“Bir tutum olarak medenîlik, bir durum olarak medeniyet”
İbrahim Kalın‘ın BARBAR – MODERN- MEDENÎ / Medeniyet Üzerine Notlar kitabından yapacağım bazı alıntılamalar (bunlardan ilki s.31’den alıntı olarak iki tespit başlığı teşkil ediyor) oluşturacak bu yazıyı.

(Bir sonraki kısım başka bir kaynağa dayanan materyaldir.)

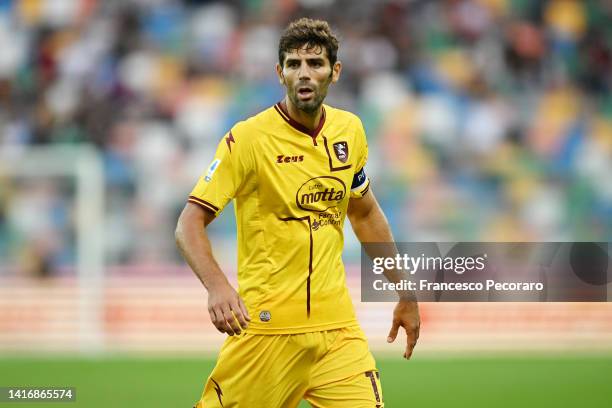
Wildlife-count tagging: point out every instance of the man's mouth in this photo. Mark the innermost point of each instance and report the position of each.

“Bir tutum olarak medenîlikten, bir durum olarak medeniyete geçişte kaybettiğimiz değerler nelerdir? İbn Haldun’un iddia ettiği gibi medeniyetin sağladığı maddî imkânlar, bizi medenîlikten uzaklaştırır mı? Medeniyet, medenîliğin zıddı mıdır? Bu sorulara farklı tarihî tecrübelerden hareketle cevaplar bulmaya çalışacağız. Medenîliğin, medeniyet yapısının büyük cüssesi altında ezilip kaybolması ender rastlanan bir durum değildir. Roma’nın vahşi zevk ve işret düşkünlüğü, gladyatörlerin birbirleriyle ve yırtıcı hayvanlarla ölümüne savaştırıldığı arenada çıkar karşımıza. Hindistan’da kadınların, kocalarının ölümü üzerine cenaze töreninde onunla birlikte öldürülmesi / yakılması anlamına gelen ‘sati‘ (dul yakma) geleneği, Hindular arasında uzun yıllar uygulanmıştır. (dipnot: ‘Sati’ yahut ‘suttee’ kelime manası itibariyle ‘erdemli-sadık eş’ demektir ve kendisini kocasıyla yakan/öldüren kadınlara verilen isimdir. Müslüman âlimler ve idareciler bu geleneği yasaklamaya çalışmış, pek çok Hindu din adamı da buna karşı çıkmıştır. Fakat bu âdet 19. yüzyılın sonlarına kadar Hindistan’ın çeşitli bölgelerinde yaşamaya devam etmiştir. Bkz. John Stratton Hawley (ed.), Sati, The Blessing and theCurse: The Burning of Wives in India (Oxford University Press, New York, 1994). Avrupa sömürgecilik hareketlerinin, Aydınlanma ve bilim devriminin ardından yükselişe geçmesi ve modern barbarlığın en hunharca örneklerini ortaya koyması, medeniyet iddialarının kırılgan yapısı hakkında bizi teyakkuza sevk etmektedir. Kendine demokrat, başkalarına barbar bir tutum sergileyen 19. yüzyıl Avrupa devletleri, maddî medeniyet imkânlarından yoksun ama belki de dünyanın en medenî-insanî topluluklarını köleleştirirken, bunu ahlâken ve vicdânen meşrûlaştırmak için de medenîleştirme kavramına başvuruyordu.